Huh. I go to look. No sign of Regan. Weird, because she made no audible exit from the family room. I shift my gaze this way and that, and I catch a glimpse of black fur poking out from the hollow base of the coffee table, which she has cunningly repurposed as a cave.

She’s like a child in a makeshift fort. It’s genius. So why hasn’t she claimed and used this space before? Maybe she has, and I wasn’t around or wasn’t paying attention.

Or maybe you can indeed teach an old dog new digs.


Words are like some romantic partners. Along comes a new one, and we’re tickled, we’re smitten, we can’t believe how beautifully it fits into our lives, we can’t get enough of it. Until we’ve had too much. Its jolt and joy came from its unexpectedness, eroded by overexposure.

“Curate,” we’ll always treasure the memories, but we’d like our keys back, and we promise to forward your mail.

I can’t pinpoint when “curate” made the leap from a verb used predominantly for art exhibits to one applied in other contexts, but when that first happened, I thought: How clever. How fresh. “Curate” instead of “choose,” “curate” rather than “assemble” or “showcase” or “arrange” or “cull.” Chefs curated flavors. Tour planners curated experiences. It had the scent of sophistication.
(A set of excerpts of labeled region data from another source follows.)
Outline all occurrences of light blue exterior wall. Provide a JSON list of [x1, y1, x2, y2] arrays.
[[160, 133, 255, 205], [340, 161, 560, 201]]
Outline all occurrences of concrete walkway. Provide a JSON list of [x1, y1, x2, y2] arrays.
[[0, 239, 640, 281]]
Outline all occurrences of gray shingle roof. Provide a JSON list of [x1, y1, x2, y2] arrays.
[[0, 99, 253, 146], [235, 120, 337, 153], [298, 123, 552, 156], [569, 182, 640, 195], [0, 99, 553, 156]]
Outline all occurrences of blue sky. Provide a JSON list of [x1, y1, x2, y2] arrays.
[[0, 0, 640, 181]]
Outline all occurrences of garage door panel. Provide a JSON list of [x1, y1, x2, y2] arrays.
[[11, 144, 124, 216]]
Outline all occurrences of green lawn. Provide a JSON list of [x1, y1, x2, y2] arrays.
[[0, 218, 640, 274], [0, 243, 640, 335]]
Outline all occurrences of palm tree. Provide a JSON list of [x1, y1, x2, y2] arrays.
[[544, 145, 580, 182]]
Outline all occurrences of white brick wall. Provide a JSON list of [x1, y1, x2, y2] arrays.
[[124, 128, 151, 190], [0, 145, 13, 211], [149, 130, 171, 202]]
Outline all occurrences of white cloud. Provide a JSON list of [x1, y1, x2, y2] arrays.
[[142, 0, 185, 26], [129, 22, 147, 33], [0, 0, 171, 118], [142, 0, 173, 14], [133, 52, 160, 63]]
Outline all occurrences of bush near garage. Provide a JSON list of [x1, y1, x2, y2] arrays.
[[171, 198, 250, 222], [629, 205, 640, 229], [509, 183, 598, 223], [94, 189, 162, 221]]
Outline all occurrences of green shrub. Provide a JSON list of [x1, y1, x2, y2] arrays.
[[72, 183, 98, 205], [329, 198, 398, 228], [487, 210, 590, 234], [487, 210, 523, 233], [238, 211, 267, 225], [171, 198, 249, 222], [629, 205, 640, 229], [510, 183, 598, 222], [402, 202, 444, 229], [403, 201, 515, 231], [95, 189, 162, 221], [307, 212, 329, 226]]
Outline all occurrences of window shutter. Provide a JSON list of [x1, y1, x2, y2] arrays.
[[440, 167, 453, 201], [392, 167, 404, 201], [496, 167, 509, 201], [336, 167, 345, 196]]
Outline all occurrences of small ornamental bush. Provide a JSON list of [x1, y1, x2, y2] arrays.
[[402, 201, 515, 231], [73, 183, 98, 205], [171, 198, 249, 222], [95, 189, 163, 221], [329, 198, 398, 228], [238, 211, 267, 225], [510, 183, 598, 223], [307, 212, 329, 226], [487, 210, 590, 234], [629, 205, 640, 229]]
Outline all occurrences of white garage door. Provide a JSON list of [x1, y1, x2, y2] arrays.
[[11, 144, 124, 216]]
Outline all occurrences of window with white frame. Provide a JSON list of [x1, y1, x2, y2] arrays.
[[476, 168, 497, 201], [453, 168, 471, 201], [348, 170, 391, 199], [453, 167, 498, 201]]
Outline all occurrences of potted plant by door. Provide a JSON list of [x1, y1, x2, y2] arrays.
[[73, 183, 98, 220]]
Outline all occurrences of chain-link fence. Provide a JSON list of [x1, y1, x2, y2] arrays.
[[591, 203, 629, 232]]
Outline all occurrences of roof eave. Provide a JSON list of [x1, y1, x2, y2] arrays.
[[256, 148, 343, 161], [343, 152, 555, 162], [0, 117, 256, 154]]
But the curators multiplied. The curation metastasized. It took on the perfume of pretension and then the stench of rank mimicry.

“I do not require a salad especially curated for lovers of legumes,” Lisa C. Stewart of Boise, Idaho, wrote to me recently, urging a purging of the word. “Walmart sent me a new shopping list, noting that it had been curated from my past purchases.”
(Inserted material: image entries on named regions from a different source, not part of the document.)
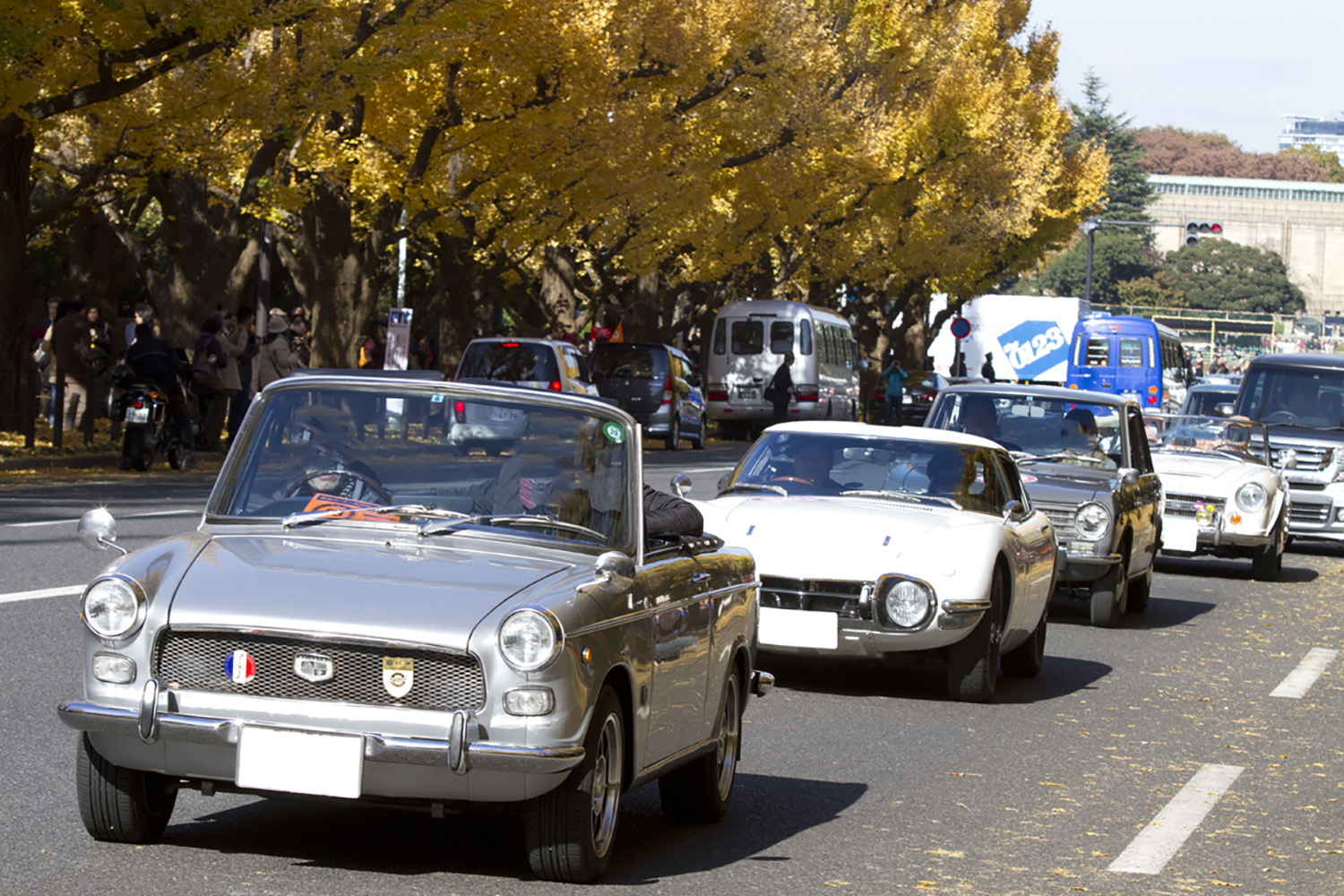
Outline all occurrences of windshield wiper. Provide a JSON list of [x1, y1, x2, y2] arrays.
[[280, 504, 467, 530], [419, 513, 607, 544], [719, 482, 789, 497]]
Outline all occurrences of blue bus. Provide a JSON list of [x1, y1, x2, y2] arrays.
[[1064, 317, 1193, 411]]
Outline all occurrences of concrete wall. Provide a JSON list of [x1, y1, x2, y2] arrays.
[[1148, 175, 1344, 318]]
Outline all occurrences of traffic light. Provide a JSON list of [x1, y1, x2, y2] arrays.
[[1185, 220, 1223, 246]]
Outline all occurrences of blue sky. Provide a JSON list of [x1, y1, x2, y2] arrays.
[[1031, 0, 1344, 151]]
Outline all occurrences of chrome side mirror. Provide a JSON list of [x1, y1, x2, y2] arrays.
[[672, 473, 691, 498], [580, 551, 634, 594], [77, 508, 129, 554]]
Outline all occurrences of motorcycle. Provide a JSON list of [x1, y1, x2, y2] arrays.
[[108, 364, 195, 473]]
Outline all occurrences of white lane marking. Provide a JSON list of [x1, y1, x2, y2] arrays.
[[0, 584, 86, 603], [8, 511, 201, 530], [1107, 766, 1245, 874], [1269, 648, 1339, 697]]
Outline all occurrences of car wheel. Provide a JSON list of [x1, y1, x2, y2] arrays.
[[948, 571, 1004, 702], [75, 732, 177, 844], [1252, 517, 1284, 582], [667, 415, 682, 452], [1125, 564, 1153, 613], [524, 686, 625, 884], [126, 426, 153, 473], [1003, 608, 1050, 678], [1091, 551, 1129, 629], [659, 669, 742, 823]]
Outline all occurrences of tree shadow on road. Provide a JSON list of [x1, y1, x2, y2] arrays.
[[147, 773, 868, 892]]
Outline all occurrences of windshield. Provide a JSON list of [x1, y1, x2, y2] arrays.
[[720, 433, 1008, 513], [210, 380, 636, 549], [1144, 414, 1271, 466], [1236, 364, 1344, 428], [926, 392, 1124, 470]]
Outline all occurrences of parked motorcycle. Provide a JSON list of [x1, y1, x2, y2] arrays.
[[108, 364, 194, 471]]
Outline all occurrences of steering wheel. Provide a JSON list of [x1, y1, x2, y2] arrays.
[[280, 469, 392, 504]]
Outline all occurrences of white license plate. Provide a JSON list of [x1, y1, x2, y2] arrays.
[[1163, 517, 1199, 551], [758, 607, 840, 650], [236, 726, 365, 799]]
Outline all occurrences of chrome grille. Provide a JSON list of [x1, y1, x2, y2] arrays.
[[1288, 501, 1331, 525], [1167, 495, 1225, 520], [1037, 504, 1078, 541], [153, 632, 486, 710], [761, 575, 867, 619]]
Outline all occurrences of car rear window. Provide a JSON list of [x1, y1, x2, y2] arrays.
[[589, 345, 666, 380], [457, 342, 561, 383]]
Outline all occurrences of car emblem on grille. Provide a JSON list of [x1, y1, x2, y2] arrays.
[[383, 657, 416, 700], [295, 653, 336, 681]]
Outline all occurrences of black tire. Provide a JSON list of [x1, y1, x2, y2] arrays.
[[75, 732, 177, 844], [1090, 554, 1129, 629], [659, 669, 742, 823], [948, 570, 1004, 702], [1002, 610, 1050, 678], [523, 686, 625, 884], [126, 426, 153, 473], [1252, 516, 1285, 582], [1125, 563, 1153, 613]]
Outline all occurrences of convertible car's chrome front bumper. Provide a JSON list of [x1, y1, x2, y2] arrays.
[[56, 681, 583, 775]]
“My fave classical radio station hosts ‘curate’ their playlists,” chimed in Pat Summers of Lawrenceville, N.J. She noted that she recently read an article in another newspaper that ended with links to three additional articles “hand curated” for her. “Hoping as you curate your column ingredients,” she wrote to me, “you’ll consider taking on this word!”

Stephen Miller of Reston, Va., echoed her plea, as have dozens of other newsletter readers, and he directed me to an essay that he wrote for The Wall Street Journal about the word’s overuse. “Do you curate?” his article began. “An increasing number of Americans are busy doing just that. In the past month I’ve read about people who curate wine, beer, tea and coffee beans. Facebook, a professor of psychology says, is ‘curating news and information that will keep you watching.’”
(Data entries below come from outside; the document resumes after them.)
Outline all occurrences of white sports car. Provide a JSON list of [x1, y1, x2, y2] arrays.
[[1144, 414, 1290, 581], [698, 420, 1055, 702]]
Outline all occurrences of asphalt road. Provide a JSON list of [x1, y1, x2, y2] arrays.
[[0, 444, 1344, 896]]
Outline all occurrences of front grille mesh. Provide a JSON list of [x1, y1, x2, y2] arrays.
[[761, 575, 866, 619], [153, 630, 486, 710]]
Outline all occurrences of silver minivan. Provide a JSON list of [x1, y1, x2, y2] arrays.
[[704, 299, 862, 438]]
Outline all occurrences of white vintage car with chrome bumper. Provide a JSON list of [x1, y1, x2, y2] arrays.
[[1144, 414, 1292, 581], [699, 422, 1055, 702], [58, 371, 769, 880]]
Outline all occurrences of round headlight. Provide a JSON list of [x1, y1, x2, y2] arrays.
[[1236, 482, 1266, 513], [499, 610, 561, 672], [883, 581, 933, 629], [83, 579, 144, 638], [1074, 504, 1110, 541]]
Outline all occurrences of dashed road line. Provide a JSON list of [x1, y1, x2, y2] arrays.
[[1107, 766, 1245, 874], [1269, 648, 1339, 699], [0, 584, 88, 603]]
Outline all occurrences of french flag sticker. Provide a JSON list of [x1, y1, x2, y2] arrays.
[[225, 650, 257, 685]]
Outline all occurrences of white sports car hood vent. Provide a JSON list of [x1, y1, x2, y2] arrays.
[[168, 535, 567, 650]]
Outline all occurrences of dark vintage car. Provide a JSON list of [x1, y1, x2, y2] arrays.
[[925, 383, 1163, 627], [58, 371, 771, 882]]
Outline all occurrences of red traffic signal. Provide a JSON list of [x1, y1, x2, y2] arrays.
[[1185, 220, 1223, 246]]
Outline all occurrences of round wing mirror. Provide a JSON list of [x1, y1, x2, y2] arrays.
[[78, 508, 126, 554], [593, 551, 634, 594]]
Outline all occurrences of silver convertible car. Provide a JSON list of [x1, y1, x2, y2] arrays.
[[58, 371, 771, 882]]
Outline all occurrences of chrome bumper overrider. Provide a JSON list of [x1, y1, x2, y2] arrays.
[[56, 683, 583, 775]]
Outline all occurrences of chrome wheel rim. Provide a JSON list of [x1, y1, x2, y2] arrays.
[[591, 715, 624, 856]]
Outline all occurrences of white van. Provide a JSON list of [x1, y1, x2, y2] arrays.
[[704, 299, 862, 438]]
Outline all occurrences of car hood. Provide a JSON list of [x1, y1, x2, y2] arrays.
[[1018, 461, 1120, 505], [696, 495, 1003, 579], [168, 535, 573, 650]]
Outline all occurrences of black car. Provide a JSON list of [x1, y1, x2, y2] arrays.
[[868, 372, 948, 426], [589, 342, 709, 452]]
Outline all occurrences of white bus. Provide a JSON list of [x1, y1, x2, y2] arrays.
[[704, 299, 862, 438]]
Miller did not hold back the tide. His article appeared in December 2017. In 2018, according to a Google search I did for “curate” in news sources, it appeared about 36,900 times. In 2023, according to an analogous search, it appeared 140,000 times.

That’s enough, and this is my pledge: I shall never refer to “For the Love of Sentences” as a curation of special prose. Just as a romp (that’s not overused, is it?) for readers who appreciate artfully chosen words.

“Retire These Words!,” which used to be called “Words Worth Sidelining,” is an occasional feature that has been appearing every few months for about two years. Many of you came to it after it started; I know because you’ve submitted nominations for words or phrases already covered. So here are links to past newsletters with this feature. I have written about (or perhaps railed against) “it is what it is,” “amazing,” “at the end of the day,” “long story short,” “unpack,” nonsensical dog metaphors, expressions overused by political journalists, more expressions overused by political journalists, “trump” as a verb, “iconic,” “existential,” “handcrafted” and qualifiers such as “in all honesty.” More to come.


James Kent, a chef whose career hit dazzling new peaks over the past five years, had a heart attack and died suddenly on Saturday, at the age of 45. I got to know him a bit, many years after I stopped reviewing restaurants, and I repeatedly found myself on the receiving end of his kindness and generosity. Please read his obituary, by Alex Traub, in The Times. And please know that in an industry with plenty of pretenders and prima donnas, he was neither. He brought heaping measures of talent and grace to everything he did.